Anatolin tout comme Le Disparu et Vol humain reprend pour la troisième fois l’obsession identitaire, à travers la recherche du frère disparu et jamais et toujours presque retrouvé. Le narrateur part de Berlin pour se rendre en train aux environs de Lviv (Lwov) en Ukraine et en Pologne retrouver les villages dont ses parents sont originaires. Les paysages traversés sont désolés et plat le village paternel Bryschtsche « une seule rue mal pavée » est plein d’animaux, mais le narrateur partout où il va, les hôtels chiches où il descend les maisons où il va ne cesse de traîner avec lui cette distance intérieure à la fois cartonneuse et mélancolique qu’il tente de meubler de souvenirs qu’il n’a pas : « J’étais dans le domaine des souvenirs, un homme démuni. Sans le moindre bien. Totalement dépourvu. Je ne pouvais pas m’installer dans mes souvenirs : il n’y avait rien de bon. Il n’y avait même pas quelque chose d’horrible ; ce n’était qu’un paysage plat, pluvieux et sans arbres, un paysage sans fin. » Anatolin, le village natal de la mère, n’est guère plus réjouissant.

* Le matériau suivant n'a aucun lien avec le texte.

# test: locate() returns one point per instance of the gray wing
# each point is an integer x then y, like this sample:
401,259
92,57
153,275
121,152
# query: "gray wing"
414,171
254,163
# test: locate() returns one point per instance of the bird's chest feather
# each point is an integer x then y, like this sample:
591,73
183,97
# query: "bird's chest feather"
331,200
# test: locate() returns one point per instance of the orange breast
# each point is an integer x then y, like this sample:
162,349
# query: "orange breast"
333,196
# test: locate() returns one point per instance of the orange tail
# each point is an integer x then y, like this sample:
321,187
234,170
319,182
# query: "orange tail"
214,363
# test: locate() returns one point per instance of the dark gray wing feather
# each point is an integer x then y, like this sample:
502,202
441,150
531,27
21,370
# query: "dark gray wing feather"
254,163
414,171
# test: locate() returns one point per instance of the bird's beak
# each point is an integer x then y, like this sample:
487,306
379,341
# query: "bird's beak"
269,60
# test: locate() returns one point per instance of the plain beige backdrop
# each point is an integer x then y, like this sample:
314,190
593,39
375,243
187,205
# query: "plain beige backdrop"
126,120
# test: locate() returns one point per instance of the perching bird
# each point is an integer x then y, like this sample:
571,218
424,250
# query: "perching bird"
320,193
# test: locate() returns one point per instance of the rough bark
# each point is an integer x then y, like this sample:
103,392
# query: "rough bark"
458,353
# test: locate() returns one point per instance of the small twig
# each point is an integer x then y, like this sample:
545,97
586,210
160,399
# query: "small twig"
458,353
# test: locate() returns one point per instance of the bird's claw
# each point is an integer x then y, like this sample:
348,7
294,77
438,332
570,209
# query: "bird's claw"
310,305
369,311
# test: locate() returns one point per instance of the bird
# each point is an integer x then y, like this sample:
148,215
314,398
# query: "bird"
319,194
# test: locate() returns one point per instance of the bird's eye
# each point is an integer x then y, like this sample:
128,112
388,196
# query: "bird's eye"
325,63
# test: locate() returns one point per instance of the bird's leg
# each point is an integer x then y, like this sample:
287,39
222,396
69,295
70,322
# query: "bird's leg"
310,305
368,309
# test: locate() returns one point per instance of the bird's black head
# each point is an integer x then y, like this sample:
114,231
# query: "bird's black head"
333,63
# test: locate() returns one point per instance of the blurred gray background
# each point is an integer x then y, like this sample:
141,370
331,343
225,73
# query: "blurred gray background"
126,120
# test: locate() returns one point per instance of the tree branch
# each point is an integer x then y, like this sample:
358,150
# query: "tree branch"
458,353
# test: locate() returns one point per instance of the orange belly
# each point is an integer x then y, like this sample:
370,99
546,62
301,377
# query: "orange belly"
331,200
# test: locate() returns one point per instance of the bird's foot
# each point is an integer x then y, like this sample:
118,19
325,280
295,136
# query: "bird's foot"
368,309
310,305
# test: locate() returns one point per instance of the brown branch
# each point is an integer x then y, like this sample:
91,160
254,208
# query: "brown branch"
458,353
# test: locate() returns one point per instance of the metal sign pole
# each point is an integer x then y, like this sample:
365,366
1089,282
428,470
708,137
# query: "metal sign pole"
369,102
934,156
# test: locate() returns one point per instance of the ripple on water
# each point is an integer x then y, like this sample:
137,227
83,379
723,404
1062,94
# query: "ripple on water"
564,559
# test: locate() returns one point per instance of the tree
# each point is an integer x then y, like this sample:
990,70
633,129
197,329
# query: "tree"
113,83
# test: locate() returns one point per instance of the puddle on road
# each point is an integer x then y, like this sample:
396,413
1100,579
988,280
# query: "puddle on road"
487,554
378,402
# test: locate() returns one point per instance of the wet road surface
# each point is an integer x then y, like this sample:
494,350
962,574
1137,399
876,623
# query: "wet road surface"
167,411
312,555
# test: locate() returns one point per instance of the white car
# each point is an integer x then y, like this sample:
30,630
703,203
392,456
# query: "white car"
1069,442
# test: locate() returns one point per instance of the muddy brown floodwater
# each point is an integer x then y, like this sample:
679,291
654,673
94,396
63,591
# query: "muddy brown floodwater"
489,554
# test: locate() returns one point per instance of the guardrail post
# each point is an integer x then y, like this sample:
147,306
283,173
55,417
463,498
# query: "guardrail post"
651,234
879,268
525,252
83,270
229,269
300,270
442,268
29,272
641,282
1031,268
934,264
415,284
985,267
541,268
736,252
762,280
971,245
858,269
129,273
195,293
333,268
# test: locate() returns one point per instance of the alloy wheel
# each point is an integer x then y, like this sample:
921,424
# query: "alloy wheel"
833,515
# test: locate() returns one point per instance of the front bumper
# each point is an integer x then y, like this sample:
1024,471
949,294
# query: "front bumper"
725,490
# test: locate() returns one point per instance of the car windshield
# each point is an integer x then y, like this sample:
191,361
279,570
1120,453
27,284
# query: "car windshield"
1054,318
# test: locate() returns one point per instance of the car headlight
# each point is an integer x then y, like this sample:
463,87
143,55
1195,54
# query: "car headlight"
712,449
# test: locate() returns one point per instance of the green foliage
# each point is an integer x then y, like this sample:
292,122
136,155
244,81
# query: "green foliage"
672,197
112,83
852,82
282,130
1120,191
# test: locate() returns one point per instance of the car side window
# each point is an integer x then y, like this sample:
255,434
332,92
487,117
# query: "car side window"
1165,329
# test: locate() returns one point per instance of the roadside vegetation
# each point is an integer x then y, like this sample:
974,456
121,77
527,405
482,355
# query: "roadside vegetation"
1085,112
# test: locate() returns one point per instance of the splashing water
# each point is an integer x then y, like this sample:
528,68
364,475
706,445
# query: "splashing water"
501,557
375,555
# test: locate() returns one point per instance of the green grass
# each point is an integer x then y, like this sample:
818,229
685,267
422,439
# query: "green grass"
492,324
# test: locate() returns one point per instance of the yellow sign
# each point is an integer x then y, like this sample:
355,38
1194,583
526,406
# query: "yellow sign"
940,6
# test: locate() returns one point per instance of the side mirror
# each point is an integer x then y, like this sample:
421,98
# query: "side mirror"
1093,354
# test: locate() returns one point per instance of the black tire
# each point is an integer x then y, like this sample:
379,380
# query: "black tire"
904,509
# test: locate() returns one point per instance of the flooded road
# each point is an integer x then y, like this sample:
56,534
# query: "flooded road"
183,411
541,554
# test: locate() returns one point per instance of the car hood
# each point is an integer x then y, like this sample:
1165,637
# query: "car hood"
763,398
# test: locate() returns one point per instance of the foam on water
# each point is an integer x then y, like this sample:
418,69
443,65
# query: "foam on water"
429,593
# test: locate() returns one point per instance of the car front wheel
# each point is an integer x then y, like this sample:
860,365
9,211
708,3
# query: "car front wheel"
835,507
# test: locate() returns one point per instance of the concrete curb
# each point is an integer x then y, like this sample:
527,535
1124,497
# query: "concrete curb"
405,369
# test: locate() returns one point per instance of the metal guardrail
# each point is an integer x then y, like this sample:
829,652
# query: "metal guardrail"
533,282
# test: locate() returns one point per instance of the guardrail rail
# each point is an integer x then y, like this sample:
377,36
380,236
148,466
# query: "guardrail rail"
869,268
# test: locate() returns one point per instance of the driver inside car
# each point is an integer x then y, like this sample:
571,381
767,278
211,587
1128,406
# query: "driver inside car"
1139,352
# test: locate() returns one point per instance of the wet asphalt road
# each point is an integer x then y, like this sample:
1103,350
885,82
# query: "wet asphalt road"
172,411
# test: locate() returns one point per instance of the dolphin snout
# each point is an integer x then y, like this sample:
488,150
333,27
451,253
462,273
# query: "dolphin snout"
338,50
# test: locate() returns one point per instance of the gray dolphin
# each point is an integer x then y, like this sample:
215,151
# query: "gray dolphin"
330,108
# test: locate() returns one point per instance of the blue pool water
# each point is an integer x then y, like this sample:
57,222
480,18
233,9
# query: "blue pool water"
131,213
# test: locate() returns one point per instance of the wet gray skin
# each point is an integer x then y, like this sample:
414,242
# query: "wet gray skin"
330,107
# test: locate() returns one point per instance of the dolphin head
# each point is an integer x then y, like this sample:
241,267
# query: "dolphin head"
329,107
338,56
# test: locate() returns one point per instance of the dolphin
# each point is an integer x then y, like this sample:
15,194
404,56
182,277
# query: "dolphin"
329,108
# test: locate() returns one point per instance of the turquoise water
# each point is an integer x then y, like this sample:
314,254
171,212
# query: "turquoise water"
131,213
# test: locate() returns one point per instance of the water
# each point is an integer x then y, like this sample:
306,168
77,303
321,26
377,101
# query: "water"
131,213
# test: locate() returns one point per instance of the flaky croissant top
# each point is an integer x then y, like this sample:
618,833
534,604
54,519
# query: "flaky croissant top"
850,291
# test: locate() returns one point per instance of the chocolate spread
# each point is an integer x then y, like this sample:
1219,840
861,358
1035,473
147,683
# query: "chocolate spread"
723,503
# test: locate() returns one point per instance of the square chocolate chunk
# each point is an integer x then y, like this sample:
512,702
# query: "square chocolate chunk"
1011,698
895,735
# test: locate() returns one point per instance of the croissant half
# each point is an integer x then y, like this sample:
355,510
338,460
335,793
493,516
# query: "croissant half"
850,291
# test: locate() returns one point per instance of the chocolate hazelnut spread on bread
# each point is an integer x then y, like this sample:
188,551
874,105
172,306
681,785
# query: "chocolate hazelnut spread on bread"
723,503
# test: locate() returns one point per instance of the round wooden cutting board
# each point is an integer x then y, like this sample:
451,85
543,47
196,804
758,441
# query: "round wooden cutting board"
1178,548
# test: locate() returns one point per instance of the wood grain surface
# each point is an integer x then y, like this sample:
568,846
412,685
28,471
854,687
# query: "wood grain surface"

Cette expédition est en réalité un prétexte pour tenter un retour sur ce passé qui ne revient pas si ce n’est par brides et dans le malaise. Ce n’est pas pour rien que Treichel fait référence au livre de Peter Weiss intitulé Adieu aux parents et qui est comme une sorte de fondement de la littérature autobiographique de langue allemande contemporaine : retrouver un passé effacé, aboli par une histoire monstrueuse qui n’a laissé que des souvenirs d’émigration. Expulsés et réexpulsés les parents du narrateur sont victimes d’une sorte de « dérèglement biographique » si bien que cette recherche des traces familiales est aussi celle d’une Allemagne au passé inintégrable et dont la pesanteur ne cesse pas.

Le père qui a perdu un bras était régisseur de domaine dans cette partie de la Pologne annexée par les nazis sous le nom de Warthegau, fait du mot Gau, c’est-à-dire district, mot ancien repris aux fins de propagande, ce qui rend tous les noms de lieux de cette région comme frappés d’une sorte de paralysie verbale et c’est bien celle-ci qui de façon très subtile constitue l’arrière-fond de l’œuvre de Treichel ; la langue qu’il emploie est toujours quelque part à distance comme isolée de ce qu’elle décrit. Mais avec ce troisième roman sur le même thème celui-ci risque un peu un certain affaiblissement. Tout se passe comme si le « morbus biographicus », la maladie autobiographique, finissait en effet dans une sorte d’absence à laquelle supplée la qualité d’une langue simple qui parvient à tout rendre visible.